C'est un texte extrêmement intéressant qui traite de l'exil forcé, de l'appartenance à un pays aimé qui soudain devient terre de tous les dangers. Tout abandonner derrière soi, laisser ce que l'on a construit générations après générations, mais pour aller où ? Le mea culpa de la France suite à l'ignominie de la condamnation de Dreyfus redonne confiance en ce pays à des millions de juifs, ainsi que l'accès au pouvoir de Léon Blum. À tort comme nous le savons aujourd'hui.
Ce sera donc le départ précipité et l'arrivée à Paris.

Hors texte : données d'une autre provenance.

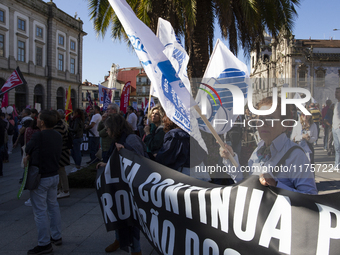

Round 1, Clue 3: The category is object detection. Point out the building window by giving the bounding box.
[0,35,5,57]
[35,47,42,66]
[0,10,5,23]
[58,54,64,71]
[316,68,326,87]
[70,41,76,51]
[58,35,64,46]
[18,41,25,62]
[36,27,43,38]
[93,91,99,100]
[18,18,26,31]
[70,58,76,74]
[298,64,307,87]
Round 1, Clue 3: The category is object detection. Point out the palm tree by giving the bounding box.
[88,0,300,78]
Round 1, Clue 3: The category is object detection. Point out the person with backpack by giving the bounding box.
[52,109,70,198]
[220,97,318,195]
[97,113,148,255]
[7,114,15,154]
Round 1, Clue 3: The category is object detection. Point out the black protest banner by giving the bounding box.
[97,150,340,255]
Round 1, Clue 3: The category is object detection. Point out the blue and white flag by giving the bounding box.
[157,18,191,91]
[109,0,196,133]
[157,18,208,152]
[196,39,249,134]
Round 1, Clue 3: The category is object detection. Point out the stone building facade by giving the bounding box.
[0,0,86,110]
[250,33,340,106]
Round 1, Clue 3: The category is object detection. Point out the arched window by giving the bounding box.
[33,84,44,109]
[315,67,326,87]
[298,64,307,87]
[71,89,78,110]
[57,87,65,110]
[15,85,28,112]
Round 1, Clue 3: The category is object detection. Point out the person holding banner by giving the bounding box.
[155,115,211,181]
[291,110,318,164]
[68,108,85,172]
[220,97,318,194]
[97,113,148,255]
[144,105,165,158]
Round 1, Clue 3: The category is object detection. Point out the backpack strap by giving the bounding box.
[272,145,305,177]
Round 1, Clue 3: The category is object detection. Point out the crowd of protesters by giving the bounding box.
[0,88,340,255]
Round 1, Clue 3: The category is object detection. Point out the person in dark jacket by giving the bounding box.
[0,116,6,177]
[24,110,63,254]
[52,109,70,198]
[69,109,85,172]
[97,103,119,163]
[97,114,147,255]
[144,105,165,159]
[155,115,210,181]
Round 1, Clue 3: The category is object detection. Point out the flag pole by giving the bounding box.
[148,83,152,116]
[194,104,238,167]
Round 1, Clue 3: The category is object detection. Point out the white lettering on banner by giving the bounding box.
[115,190,131,220]
[150,209,162,251]
[316,203,340,255]
[185,229,200,255]
[150,179,175,208]
[198,189,207,224]
[100,193,117,224]
[210,187,232,233]
[138,173,161,203]
[234,186,263,241]
[203,238,220,255]
[184,229,241,255]
[162,220,175,255]
[119,155,132,183]
[259,195,292,254]
[164,182,190,214]
[104,159,119,184]
[184,186,204,219]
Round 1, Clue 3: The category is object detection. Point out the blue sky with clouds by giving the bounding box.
[45,0,340,83]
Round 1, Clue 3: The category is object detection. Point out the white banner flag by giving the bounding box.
[109,0,196,133]
[157,18,191,91]
[196,39,249,134]
[155,18,208,152]
[98,83,116,104]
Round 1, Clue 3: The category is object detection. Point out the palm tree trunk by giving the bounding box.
[187,0,211,79]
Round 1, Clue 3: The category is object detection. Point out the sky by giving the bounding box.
[44,0,340,84]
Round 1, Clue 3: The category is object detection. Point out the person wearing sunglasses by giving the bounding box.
[291,110,318,164]
[220,97,318,194]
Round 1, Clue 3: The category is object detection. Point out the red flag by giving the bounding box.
[13,104,19,118]
[86,90,93,108]
[120,81,131,113]
[1,93,8,108]
[0,67,27,95]
[65,85,73,121]
[85,106,91,113]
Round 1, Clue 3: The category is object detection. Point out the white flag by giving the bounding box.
[98,83,116,104]
[196,39,249,134]
[157,18,191,91]
[109,0,196,133]
[155,18,208,153]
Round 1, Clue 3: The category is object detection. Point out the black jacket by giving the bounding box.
[25,129,63,178]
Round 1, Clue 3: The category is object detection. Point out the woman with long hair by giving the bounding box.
[144,105,165,158]
[155,115,211,181]
[97,113,147,255]
[291,110,318,164]
[69,108,85,172]
[220,97,318,194]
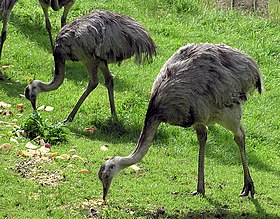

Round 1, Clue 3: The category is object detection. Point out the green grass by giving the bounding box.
[0,0,280,218]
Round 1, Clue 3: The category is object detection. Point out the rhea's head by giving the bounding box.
[98,156,123,201]
[24,80,41,110]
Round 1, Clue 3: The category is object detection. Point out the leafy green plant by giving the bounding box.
[20,112,67,144]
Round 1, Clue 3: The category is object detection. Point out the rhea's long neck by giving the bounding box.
[40,55,65,92]
[120,118,160,168]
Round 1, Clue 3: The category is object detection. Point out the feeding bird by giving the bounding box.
[39,0,76,50]
[0,0,17,59]
[98,44,262,200]
[25,10,156,122]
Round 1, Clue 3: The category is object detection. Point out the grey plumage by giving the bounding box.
[39,0,76,50]
[98,44,262,200]
[25,10,156,122]
[0,0,17,59]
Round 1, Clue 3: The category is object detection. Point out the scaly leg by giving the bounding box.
[64,64,98,122]
[99,62,117,117]
[40,1,54,51]
[192,125,207,195]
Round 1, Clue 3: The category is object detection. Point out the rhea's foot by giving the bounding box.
[240,182,255,199]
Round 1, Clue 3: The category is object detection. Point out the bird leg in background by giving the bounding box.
[0,14,10,59]
[64,64,98,122]
[192,125,207,195]
[40,1,54,51]
[61,1,74,28]
[99,62,117,117]
[234,125,255,198]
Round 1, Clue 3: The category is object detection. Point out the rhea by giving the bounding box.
[25,10,156,122]
[39,0,76,50]
[98,44,262,200]
[0,0,17,59]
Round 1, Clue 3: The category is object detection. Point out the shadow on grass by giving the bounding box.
[203,126,280,179]
[116,197,279,219]
[65,60,135,95]
[9,10,59,54]
[69,118,171,144]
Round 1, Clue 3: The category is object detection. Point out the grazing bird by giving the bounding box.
[39,0,76,50]
[25,10,156,122]
[98,44,262,200]
[0,0,17,59]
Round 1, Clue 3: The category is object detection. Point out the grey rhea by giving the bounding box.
[25,10,156,122]
[98,44,262,200]
[39,0,76,50]
[0,0,17,59]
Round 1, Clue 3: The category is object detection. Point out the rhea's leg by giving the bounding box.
[64,65,98,122]
[100,62,117,117]
[61,1,74,28]
[40,1,54,51]
[192,125,207,195]
[218,104,254,198]
[0,14,10,59]
[234,125,255,198]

Grâce au personnage de Judith, nous naviguons entre les quartiers de la Gaité-Montparnasse, de Saint-Germain, de Saint-Michel. De nouvelles amours, de nouvelles amitiés entre autres avec l'inoubliable Hannah Arendt, la prise de conscience de ce que signifie être juif en France, en Allemagne, en Autriche,..., grâce à toutes les rencontres en ce carrefour du monde qu'est devenu Paris avant guerre, jalonnent cette remarquable reconstitution historique.
Judith découvre les organisations sionistes, la Lica, elle se découvre surtout juive alors que la question n'avait jamais été évoquée pendant sa jeunesse en Italie, surtout à Florence.Elle révise également ses jugements bien trop hâtifs, elle apprend à ne plus cataloguer trop rapidement ceux et celles dont elle croise le chemin, elle découvre aussi comment faire le deuil de certains faux amis. Elle grandit, murit, s'accepte, vit intensément, doit se définir très vite dans un monde qui explose.

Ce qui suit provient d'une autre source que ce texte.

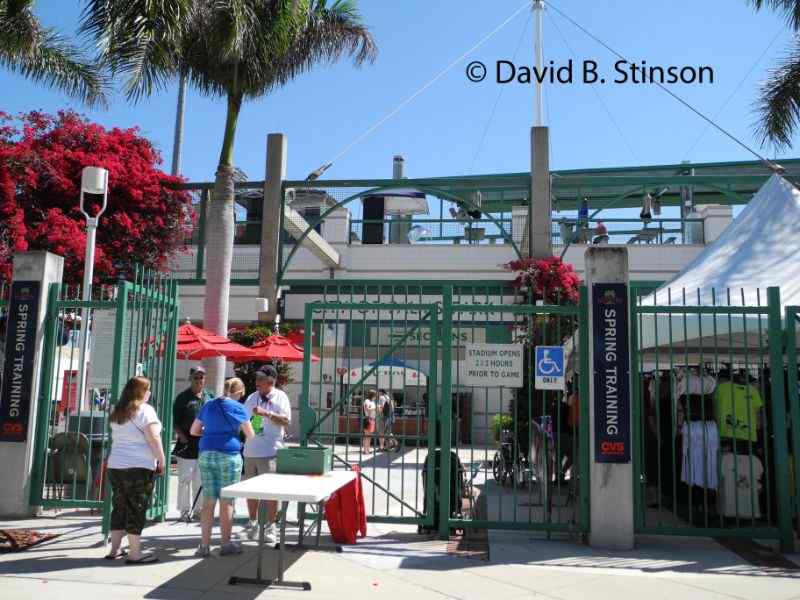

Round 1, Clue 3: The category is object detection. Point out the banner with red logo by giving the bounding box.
[0,281,40,442]
[592,283,631,463]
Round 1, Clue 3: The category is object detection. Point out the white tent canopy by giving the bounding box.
[636,175,800,355]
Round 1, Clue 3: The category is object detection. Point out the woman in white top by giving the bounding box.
[361,390,377,454]
[105,377,166,564]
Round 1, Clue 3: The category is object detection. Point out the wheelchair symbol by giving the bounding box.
[537,350,561,375]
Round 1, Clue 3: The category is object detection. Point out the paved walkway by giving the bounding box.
[0,476,800,600]
[0,512,800,600]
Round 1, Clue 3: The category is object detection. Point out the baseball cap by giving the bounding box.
[256,365,278,379]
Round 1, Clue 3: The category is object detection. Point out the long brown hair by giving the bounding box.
[109,377,150,425]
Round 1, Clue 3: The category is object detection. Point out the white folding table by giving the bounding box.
[221,471,357,590]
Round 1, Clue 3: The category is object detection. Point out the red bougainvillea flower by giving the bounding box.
[0,111,194,283]
[503,256,581,304]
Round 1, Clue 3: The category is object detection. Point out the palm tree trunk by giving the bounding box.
[170,75,186,175]
[203,92,241,395]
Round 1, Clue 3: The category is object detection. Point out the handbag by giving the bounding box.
[172,440,191,458]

Bientôt ils seront tous dans l'œil du cyclone, doit-elle encore fuir, ou s'engager dans la lutte pour la liberté, pour le triomphe de la lumière sur les ténèbres ?Des questions que se posent aujourd'hui des millions de personnes, des interrogations qui sont miennes depuis des années et qui actuellement sont au centre de mes préoccupations, douloureusement. Comment rester honnête vis à vis de soi même, de ses convictions les plus profondes ? Mais où aller quand le monde entier semble devenu fou ?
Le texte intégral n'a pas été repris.